Keeping deficits and debt from reaching these levels would require increasing revenues significantly as a share of GDP, decreasing projected spending sharply, or some combination of the two.

Measured relative to GDP, almost all of the projected growth in federal spending other than interest payments on the debt stems from the three largest entitlement programs—Medicare, Medicaid, and Social Security. For decades, spending on Medicare and Medicaid has been growing faster than the economy. CBO projects that if current laws do not change, federal spending on Medicare and Medicaid combined will grow from roughly 5 percent of GDP today to almost 10 percent by 2035. By 2080, the government would be spending almost as much, as a share of the economy, on just its two major health care programs as it has spent on all of its programs and services in recent years.

In CBO’s estimates, the increase in spending for Medicare and Medicaid will account for 80 percent of spending increases for the three entitlement programs between now and 2035 and 90 percent of spending growth between now and 2080. Thus, reducing overall government spending relative to what would occur under current fiscal policy would require fundamental changes in the trajectory of federal health spending. Slowing the growth rate of outlays for Medicare and Medicaid is the central long-term challenge for fiscal policy.

Under current law, spending on Social Security is also projected to rise over time as a share of GDP, but much less sharply. CBO projects that Social Security spending will increase from less than 5 percent of GDP today to about 6 percent in 2035 and then roughly stabilize at that level. Meanwhile, as depicted below, government spending on all activities other than Medicare, Medicaid, Social Security, and interest on federal debt—a broad category that includes national defense and a wide variety of domestic programs—is projected to decline or stay roughly stable as a share of GDP in future decades.

Spending Other Than That for Medicare, Medicaid, Social Security, and Net Interest, 1962 to 2080 (Percentage of GDP)

Spending Other Than That for Medicare, Medicaid, Social Security, and Net Interest, 1962 to 2080

Federal spending on Medicare, Medicaid, and Social Security will grow relative to the economy both because health care spending per beneficiary is projected to increase and because the population is aging. As shown in the figure below, between now and 2035, aging is projected to make the larger contribution to the growth of spending for those three programs as a share of GDP. After 2035, continued increases in health care spending per beneficiary are projected to dominate the growth in spending for the three programs.

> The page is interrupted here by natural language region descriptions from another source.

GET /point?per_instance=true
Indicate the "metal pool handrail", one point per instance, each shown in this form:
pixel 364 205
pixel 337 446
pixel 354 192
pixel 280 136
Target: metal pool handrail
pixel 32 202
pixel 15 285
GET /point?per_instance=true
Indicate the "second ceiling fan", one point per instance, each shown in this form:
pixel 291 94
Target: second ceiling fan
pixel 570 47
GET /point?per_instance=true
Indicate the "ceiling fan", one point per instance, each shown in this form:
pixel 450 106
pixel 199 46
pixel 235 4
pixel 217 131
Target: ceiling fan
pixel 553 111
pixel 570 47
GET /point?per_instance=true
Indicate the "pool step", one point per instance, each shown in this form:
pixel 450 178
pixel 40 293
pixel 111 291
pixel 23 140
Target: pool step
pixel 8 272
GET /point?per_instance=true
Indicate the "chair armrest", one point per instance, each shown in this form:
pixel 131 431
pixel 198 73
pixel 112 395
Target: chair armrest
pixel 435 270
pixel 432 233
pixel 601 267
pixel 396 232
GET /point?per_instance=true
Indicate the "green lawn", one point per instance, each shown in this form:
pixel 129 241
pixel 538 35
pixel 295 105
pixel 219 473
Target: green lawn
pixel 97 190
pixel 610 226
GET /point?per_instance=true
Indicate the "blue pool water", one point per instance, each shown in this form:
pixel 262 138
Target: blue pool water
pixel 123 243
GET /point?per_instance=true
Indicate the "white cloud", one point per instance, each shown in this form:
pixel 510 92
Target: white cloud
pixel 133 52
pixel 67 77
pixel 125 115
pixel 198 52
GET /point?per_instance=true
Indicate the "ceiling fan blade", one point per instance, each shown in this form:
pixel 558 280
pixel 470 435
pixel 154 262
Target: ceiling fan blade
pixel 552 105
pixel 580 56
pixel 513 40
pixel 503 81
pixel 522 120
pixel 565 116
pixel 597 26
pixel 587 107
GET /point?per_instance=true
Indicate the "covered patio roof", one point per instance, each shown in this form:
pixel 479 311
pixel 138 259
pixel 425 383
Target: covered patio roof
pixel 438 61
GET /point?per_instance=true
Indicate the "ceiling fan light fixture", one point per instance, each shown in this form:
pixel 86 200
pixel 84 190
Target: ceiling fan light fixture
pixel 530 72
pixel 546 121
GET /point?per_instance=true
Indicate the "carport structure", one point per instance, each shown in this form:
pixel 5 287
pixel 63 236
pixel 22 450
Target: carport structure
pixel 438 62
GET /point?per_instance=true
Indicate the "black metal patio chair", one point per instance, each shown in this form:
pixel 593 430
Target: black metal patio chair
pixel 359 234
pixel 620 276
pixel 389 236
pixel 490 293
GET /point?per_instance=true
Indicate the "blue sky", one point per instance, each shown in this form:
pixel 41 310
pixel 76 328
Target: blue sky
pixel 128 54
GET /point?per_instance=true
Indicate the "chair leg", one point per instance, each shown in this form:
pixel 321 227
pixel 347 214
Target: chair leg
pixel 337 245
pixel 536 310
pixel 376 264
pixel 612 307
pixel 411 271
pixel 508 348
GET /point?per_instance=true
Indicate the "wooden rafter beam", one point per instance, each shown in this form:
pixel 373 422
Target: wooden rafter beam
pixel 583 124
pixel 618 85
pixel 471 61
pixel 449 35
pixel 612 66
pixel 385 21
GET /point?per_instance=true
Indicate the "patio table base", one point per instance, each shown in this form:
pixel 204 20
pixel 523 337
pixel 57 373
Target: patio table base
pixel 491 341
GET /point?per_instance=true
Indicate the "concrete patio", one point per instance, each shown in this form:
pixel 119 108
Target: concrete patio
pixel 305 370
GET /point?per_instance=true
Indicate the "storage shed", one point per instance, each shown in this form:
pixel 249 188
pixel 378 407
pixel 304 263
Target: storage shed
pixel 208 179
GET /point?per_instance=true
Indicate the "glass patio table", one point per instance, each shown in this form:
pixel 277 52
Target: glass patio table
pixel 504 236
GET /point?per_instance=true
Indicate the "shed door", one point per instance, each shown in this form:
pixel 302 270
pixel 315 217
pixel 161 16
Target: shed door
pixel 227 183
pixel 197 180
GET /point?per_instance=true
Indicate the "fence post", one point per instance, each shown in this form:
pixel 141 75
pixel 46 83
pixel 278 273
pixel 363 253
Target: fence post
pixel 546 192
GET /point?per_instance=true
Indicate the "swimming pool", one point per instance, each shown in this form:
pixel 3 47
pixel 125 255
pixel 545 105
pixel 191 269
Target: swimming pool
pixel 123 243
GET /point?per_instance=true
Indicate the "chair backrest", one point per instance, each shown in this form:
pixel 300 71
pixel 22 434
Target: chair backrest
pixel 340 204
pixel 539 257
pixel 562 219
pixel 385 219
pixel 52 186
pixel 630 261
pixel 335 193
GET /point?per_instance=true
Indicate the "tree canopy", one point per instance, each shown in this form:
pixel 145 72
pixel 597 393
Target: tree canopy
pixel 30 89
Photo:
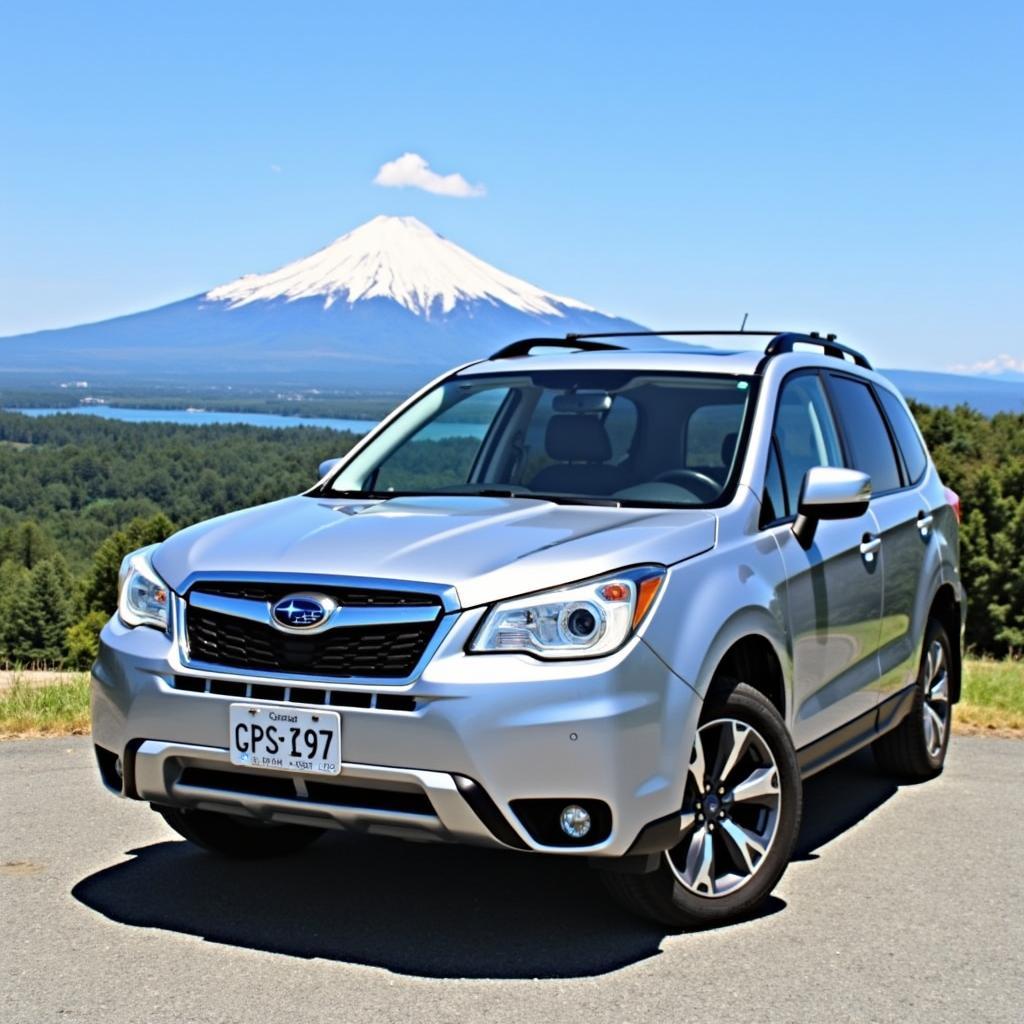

Factors Explaining Future Federal Spending on Medicare, Medicaid, and Social Security (Percentage of GDP)

The current recession and policy responses have little effect on long-term projections of noninterest spending and revenues. But CBO estimates that in fiscal years 2009 and 2010, the federal government will record its largest budget deficits as a share of GDP since shortly after World War II. As a result of those deficits, federal debt held by the public will soar from 41 percent of GDP at the end of fiscal year 2008 to 60 percent at the end of fiscal year 2010. This higher debt results in permanently higher spending to pay interest on that debt. Federal interest payments already amount to more than 1 percent of GDP; unless current law changes, that share would rise to 2.5 percent by 2020.